A third ARIAD-discovered compound.

The latest candidate to enter ARIAD’s early-stage pipeline, AP26113, is a unique small-molecule that in preclinical studies has exhibited activity as a potent dual inhibitor of anaplastic lymphoma kinase (ALK) and epidermal growth factor receptor (EGFR). Internally discovered by ARIAD scientists, this compound targets unique genetic features of cancer cells similar to ponatinib.

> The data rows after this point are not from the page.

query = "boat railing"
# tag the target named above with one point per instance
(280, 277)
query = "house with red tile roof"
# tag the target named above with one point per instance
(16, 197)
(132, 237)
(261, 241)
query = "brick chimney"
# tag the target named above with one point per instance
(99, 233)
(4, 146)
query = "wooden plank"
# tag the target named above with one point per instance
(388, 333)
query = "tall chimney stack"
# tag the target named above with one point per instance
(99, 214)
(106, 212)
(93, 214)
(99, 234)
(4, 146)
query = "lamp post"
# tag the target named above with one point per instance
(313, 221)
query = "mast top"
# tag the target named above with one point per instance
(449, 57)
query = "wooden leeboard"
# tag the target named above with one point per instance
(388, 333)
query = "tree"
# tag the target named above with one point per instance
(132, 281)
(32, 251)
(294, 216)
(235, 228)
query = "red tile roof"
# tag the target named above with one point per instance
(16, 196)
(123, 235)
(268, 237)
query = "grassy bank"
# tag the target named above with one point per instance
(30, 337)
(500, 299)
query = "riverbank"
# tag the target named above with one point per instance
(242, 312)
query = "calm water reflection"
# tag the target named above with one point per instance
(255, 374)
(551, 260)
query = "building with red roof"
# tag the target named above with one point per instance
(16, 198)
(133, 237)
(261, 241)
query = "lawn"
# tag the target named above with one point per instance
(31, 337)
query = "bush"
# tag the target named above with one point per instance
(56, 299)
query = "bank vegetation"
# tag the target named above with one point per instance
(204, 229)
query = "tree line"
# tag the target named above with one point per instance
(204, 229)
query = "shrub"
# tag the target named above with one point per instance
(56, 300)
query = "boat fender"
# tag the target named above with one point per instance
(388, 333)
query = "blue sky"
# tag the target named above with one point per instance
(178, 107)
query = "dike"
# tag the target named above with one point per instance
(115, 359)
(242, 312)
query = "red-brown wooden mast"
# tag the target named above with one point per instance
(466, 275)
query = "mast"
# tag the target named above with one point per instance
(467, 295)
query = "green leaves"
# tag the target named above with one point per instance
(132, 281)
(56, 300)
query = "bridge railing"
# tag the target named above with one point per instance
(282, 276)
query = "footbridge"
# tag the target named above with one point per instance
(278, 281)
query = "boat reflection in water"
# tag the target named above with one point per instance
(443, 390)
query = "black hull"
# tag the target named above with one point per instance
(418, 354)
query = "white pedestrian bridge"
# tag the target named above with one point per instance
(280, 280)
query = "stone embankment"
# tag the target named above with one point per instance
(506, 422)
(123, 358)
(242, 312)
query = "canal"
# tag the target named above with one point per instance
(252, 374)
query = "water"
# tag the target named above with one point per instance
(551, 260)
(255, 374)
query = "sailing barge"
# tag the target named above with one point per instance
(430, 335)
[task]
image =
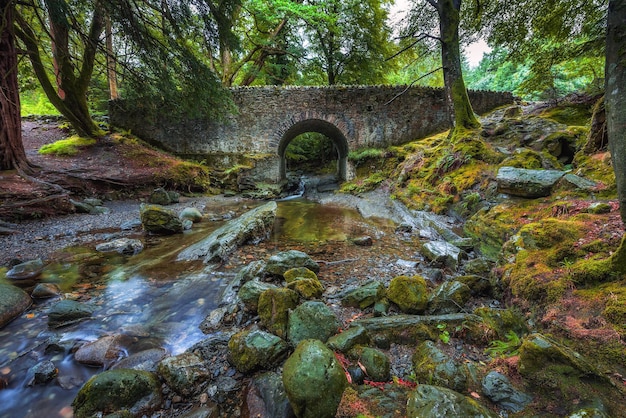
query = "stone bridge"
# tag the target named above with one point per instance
(269, 118)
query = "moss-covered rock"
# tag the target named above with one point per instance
(314, 380)
(409, 293)
(118, 391)
(274, 307)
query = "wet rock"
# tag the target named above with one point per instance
(364, 296)
(27, 270)
(183, 373)
(146, 360)
(101, 352)
(527, 183)
(158, 220)
(365, 241)
(252, 227)
(409, 293)
(250, 292)
(376, 364)
(114, 391)
(443, 253)
(266, 397)
(314, 380)
(274, 307)
(46, 290)
(255, 349)
(307, 288)
(126, 246)
(599, 208)
(68, 312)
(428, 401)
(500, 391)
(413, 329)
(478, 285)
(448, 297)
(41, 373)
(434, 367)
(192, 214)
(312, 320)
(279, 263)
(13, 301)
(346, 340)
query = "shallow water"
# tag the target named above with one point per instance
(148, 299)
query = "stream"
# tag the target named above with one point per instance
(152, 302)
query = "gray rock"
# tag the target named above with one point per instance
(27, 270)
(443, 253)
(448, 297)
(434, 367)
(254, 349)
(113, 391)
(428, 401)
(500, 391)
(193, 214)
(527, 183)
(183, 372)
(279, 263)
(314, 380)
(125, 246)
(46, 290)
(364, 296)
(13, 301)
(252, 227)
(68, 312)
(266, 397)
(158, 220)
(312, 320)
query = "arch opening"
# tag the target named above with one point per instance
(327, 130)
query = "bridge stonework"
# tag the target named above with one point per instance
(268, 118)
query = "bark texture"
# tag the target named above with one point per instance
(615, 95)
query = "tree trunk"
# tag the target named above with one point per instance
(12, 155)
(456, 92)
(615, 95)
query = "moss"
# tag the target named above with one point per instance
(67, 147)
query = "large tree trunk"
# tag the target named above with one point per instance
(615, 95)
(456, 92)
(12, 155)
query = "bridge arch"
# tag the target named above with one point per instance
(322, 127)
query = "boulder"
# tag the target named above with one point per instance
(250, 292)
(266, 397)
(274, 307)
(442, 252)
(448, 297)
(314, 380)
(183, 373)
(364, 296)
(158, 220)
(279, 263)
(126, 246)
(500, 391)
(409, 293)
(13, 301)
(118, 391)
(312, 320)
(428, 401)
(527, 183)
(434, 367)
(252, 227)
(192, 214)
(67, 312)
(252, 350)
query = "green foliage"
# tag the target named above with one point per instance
(67, 147)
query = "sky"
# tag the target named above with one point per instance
(473, 52)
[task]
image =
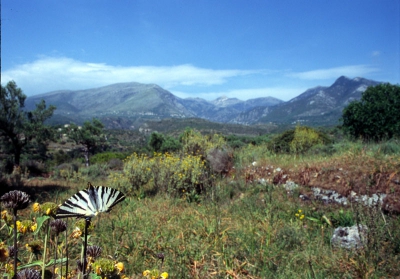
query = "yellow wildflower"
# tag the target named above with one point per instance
(120, 267)
(34, 227)
(3, 252)
(36, 207)
(76, 233)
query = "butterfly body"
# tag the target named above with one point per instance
(90, 202)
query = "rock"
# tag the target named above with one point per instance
(349, 237)
(290, 186)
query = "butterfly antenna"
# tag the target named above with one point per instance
(85, 273)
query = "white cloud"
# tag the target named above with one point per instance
(321, 74)
(282, 93)
(49, 73)
(376, 53)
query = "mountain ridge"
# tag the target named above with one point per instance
(137, 102)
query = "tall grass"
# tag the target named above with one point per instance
(241, 228)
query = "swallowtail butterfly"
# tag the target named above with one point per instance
(90, 202)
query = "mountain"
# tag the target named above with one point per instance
(123, 105)
(128, 105)
(317, 106)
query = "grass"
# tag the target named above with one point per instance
(243, 229)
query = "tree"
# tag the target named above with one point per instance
(156, 141)
(89, 136)
(376, 116)
(17, 126)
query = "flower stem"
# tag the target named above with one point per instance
(15, 242)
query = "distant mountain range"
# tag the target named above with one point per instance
(127, 105)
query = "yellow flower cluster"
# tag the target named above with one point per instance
(48, 208)
(7, 218)
(299, 214)
(164, 170)
(107, 267)
(26, 226)
(155, 274)
(3, 252)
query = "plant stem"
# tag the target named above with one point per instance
(84, 248)
(66, 251)
(15, 242)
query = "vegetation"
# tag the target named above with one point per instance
(89, 136)
(376, 116)
(19, 127)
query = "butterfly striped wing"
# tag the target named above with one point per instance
(108, 198)
(90, 202)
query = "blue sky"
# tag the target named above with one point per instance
(205, 48)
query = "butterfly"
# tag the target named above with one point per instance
(90, 202)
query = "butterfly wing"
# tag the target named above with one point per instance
(90, 202)
(79, 205)
(108, 198)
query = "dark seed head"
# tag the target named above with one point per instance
(16, 200)
(58, 226)
(28, 274)
(93, 251)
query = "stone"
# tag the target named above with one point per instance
(349, 237)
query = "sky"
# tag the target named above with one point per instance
(205, 48)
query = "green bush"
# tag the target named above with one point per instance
(167, 173)
(105, 157)
(298, 140)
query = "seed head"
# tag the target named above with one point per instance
(16, 200)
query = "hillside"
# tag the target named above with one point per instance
(129, 105)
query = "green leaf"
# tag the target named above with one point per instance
(40, 263)
(40, 221)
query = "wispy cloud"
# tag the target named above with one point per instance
(330, 73)
(49, 73)
(282, 93)
(376, 53)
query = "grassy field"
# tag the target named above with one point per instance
(239, 226)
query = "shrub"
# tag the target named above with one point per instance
(168, 173)
(106, 157)
(221, 161)
(298, 140)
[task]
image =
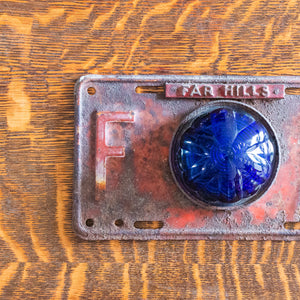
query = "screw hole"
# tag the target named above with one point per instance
(293, 91)
(148, 224)
(89, 222)
(119, 222)
(91, 90)
(149, 89)
(292, 225)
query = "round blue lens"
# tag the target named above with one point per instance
(224, 156)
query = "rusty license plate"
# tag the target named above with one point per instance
(125, 188)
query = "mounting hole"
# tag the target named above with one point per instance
(292, 225)
(119, 222)
(89, 222)
(148, 224)
(91, 90)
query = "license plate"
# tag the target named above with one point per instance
(127, 184)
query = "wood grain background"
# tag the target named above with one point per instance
(44, 47)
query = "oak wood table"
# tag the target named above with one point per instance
(45, 46)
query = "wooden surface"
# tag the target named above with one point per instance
(44, 47)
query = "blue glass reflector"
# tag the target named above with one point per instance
(224, 156)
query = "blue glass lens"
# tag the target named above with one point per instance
(223, 156)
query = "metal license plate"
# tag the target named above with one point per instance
(187, 157)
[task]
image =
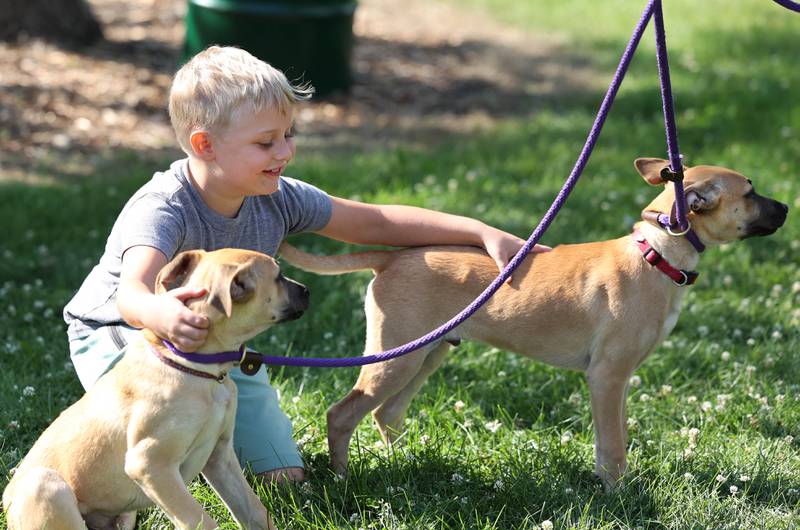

ARIAD announced the start of an international Phase 1/2 clinical trial of AP26113 in September 2011. The initial Phase 1 dose-escalation trial will include patients with advanced solid tumors, particularly those with NSCLC. Patients enrolled in this multicenter study will be either refractory to available therapies or have no standard treatment available to them. The primary objective of the Phase 1 segment of the Phase 1/2 trial is to determine the initial safety, tolerability, pharmacokinetic profile, recommended dose (anticipated to be once daily), and preliminary anti-tumor activity of AP26113. ARIAD expects to enroll approximately 30 to 50 patients in this portion of the trial.

The Phase 2 part of the trial is expected to begin in the second half of 2012 and will include four genetically defined patient cohorts, including:

• Patients with ALK positive NSCLC who have not previously received an ALK inhibitor
• Patients with ALK positive NSCLC who are resistant to at least one ALK inhibitor
• Patients with EGFR positive NSCLC who are resistant to at least one prior EGFR inhibitor
• Patients with other cancers expressing ALK or other known targets of AP26113

The Phase 2 trial is planned to enroll approximately 80 patients and will provide further data on the preliminary anti-tumor activity of AP26113 in these molecularly defined patient populations.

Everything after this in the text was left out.